I was CBOR serializing a JSON object in C++ with nlohmann::json library and my use case involves reading the cbor byte string output in c#. I've noticed that, whereas when dumping a json object to a string in C++ with nlohmann::json library, json string values (i.e., case value_t::string) are escaped (a call to escape_string is made), no such call is made when json values are string values in the CBOR approach.

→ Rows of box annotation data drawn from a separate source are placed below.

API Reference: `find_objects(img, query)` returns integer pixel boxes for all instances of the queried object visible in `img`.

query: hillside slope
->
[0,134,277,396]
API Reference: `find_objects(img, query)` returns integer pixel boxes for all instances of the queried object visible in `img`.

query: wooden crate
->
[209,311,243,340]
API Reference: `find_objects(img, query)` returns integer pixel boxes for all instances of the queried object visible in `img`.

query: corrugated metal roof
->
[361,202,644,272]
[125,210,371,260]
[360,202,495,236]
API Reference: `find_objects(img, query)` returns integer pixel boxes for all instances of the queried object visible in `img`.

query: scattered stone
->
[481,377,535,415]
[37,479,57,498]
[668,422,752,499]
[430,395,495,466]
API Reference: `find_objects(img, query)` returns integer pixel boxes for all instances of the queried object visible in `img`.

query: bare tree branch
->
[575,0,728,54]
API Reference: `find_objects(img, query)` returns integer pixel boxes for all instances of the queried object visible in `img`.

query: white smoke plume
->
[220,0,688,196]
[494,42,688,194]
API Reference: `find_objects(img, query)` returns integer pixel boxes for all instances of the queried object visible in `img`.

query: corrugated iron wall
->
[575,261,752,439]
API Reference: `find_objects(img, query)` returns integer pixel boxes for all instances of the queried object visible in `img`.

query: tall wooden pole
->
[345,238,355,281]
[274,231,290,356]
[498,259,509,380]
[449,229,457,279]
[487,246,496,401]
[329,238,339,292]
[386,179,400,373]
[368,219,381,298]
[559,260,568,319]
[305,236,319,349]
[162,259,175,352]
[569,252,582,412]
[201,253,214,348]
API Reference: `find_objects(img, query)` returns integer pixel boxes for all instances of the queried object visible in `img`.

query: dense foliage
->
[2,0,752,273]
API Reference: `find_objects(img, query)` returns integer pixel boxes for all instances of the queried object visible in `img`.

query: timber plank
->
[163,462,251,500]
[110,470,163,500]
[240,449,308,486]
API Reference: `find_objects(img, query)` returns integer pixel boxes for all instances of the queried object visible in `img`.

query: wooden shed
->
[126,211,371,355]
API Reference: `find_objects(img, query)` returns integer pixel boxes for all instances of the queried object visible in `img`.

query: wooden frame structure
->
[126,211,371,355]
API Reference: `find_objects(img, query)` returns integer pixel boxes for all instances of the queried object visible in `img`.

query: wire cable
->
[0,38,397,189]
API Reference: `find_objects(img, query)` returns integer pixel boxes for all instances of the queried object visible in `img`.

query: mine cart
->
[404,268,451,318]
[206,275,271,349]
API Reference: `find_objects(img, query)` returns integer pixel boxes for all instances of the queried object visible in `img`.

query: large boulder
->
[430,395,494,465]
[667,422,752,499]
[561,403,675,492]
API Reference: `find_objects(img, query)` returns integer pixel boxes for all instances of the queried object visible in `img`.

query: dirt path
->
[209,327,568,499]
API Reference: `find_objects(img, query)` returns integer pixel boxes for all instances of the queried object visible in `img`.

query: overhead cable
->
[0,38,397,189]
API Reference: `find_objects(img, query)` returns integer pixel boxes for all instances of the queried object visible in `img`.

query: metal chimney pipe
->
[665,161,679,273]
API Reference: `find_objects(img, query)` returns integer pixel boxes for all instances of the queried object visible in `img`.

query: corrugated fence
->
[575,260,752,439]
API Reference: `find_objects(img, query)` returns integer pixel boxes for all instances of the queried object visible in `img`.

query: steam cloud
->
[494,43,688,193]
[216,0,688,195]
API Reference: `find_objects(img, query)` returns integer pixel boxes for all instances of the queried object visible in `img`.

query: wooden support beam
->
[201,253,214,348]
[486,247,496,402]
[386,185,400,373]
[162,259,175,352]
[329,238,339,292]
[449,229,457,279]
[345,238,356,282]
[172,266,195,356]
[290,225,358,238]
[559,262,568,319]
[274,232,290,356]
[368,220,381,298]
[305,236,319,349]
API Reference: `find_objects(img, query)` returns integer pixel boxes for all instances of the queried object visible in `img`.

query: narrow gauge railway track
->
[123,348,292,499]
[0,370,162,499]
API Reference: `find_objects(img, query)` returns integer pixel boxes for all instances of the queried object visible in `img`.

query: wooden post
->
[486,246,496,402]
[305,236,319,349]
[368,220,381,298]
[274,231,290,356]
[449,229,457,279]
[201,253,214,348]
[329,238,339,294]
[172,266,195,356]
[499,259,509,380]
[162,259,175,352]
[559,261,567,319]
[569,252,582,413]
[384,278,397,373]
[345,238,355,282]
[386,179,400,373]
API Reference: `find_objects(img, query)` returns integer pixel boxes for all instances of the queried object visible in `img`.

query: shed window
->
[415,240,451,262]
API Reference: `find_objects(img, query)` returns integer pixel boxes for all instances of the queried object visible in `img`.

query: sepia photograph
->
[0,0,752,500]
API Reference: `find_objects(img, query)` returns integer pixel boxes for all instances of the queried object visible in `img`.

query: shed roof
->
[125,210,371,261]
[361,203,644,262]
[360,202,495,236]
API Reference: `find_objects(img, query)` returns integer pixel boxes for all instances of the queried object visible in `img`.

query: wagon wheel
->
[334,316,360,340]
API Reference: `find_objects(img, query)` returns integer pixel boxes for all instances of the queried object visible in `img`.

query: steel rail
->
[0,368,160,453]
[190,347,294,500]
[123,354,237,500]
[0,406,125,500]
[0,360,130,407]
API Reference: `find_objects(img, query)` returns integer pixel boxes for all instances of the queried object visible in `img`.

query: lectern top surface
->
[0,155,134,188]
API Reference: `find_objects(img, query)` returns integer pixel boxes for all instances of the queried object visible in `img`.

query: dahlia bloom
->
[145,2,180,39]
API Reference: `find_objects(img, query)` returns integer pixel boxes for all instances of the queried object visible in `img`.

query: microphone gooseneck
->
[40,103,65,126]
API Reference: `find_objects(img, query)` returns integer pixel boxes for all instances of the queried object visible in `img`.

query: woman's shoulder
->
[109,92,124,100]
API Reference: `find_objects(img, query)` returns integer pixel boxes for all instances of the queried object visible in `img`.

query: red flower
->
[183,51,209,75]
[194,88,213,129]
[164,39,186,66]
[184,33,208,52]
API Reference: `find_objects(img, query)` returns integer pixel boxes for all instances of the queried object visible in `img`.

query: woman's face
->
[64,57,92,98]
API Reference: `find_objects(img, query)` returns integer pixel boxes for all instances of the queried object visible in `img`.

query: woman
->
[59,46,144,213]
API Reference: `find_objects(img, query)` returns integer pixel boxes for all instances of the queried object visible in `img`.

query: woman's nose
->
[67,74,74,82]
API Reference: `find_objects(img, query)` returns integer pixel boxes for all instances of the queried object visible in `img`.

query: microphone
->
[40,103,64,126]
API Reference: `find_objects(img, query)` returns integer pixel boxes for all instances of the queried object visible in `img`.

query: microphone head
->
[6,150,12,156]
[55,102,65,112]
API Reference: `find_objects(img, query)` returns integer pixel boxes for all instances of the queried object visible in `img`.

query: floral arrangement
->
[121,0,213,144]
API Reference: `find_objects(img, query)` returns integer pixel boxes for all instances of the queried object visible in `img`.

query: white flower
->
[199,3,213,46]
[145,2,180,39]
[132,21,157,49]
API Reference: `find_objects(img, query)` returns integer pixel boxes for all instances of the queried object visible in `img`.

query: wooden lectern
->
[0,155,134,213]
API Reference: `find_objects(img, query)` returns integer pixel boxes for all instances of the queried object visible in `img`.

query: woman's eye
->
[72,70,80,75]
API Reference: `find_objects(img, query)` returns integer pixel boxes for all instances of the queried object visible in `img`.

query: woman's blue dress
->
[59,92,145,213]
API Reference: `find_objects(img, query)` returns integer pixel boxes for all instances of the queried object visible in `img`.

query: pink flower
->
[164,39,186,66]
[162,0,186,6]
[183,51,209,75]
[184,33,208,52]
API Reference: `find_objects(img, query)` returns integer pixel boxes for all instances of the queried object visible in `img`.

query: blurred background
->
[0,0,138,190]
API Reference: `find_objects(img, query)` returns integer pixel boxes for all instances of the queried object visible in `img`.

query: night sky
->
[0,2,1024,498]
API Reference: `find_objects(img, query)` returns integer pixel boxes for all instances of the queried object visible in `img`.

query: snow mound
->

I was reading the CBOR CRF 7049 and it seems that strings do not need to be escaped when serializing to CBOR. The behavior in the nlohmann::json library is consistent: strings are not escaped when serializing, nor excepted to be escaped when de-serializing. But it appears that Newtonsoft.Json (C# library), expects that. Is it a valid expectation? Or am I doing something wrong in the process?
C++ side:
nlohmann::json json_doc;
json_doc["characters"] = nlohmann::json::array();
for (int i = 0; i < characters.size(); i++) {
json_doc["characters"][i]["name"] = (characters[i] != nullptr) ? characters[i]->name() : "";
}
std::vector<uint8_t> cbor = nlohmann::json::to_cbor(json_doc);
output->assign((char*)&cbor[0], cbor.size());
C# side. cbor_bytes is the cbor byte string (c++ output vector)
CBORObject cbor = CBORObject.DecodeFromBytes(cbor_bytes);
output = cbor.ToString();
Such output string by then, is wrongly formed:
{"characters": [{"name": "Clara Oswald"}, {"name": "Kensi Blye"}, {"name": "Temperance "Bones" Brennan"}]}
and cannot, obviously be parsed:
JObject output_obj = JObject.Parse(output);
CBOR (Concise Binary Object Representation) is not JSON (JavaScript Object Notation). Although CBOR may have borrowed some concepts from JSON, it is clearly a different format with different rules and goals. CBOR is a binary format; JSON is text. In CBOR, strings have length prefixes, whereas they do not in JSON. Furthermore, CBOR does not allow arbitrary whitespace between elements (it wouldn't make sense for a binary format), whereas JSON does (for human readability). Ultimately, CBOR does not need a mechanism to escape strings because it does not require delimiters to tell where a string starts and ends. JSON, on the other hand, requires double quotes to mark the beginning and end of each string. As a consequence, quotes and control characters within strings must be escaped with backslashes in JSON, as well as literal backslashes themselves. There is no getting around this rule if you want to ensure the JSON will be parsable.
In your code above you are using the CBORObject.ToString()
method to turn the object into a string. If this CBORObject
is from a third-party library, does the documentation state that ToString()
will produce valid JSON? If so, then it definitely has a bug; it should be doing the proper escaping as required by the JSON spec. If there is no such promise of valid JSON, then you can't expect that Json.Net will be able to parse the string, even if it sort of looks like JSON. (You might check to see whether the CBORObject
has some other dedicated method like ToJson()
for performing this conversion.) If CBORObject
is your own code, then it is on you to escape the strings properly when converting from CBOR to JSON.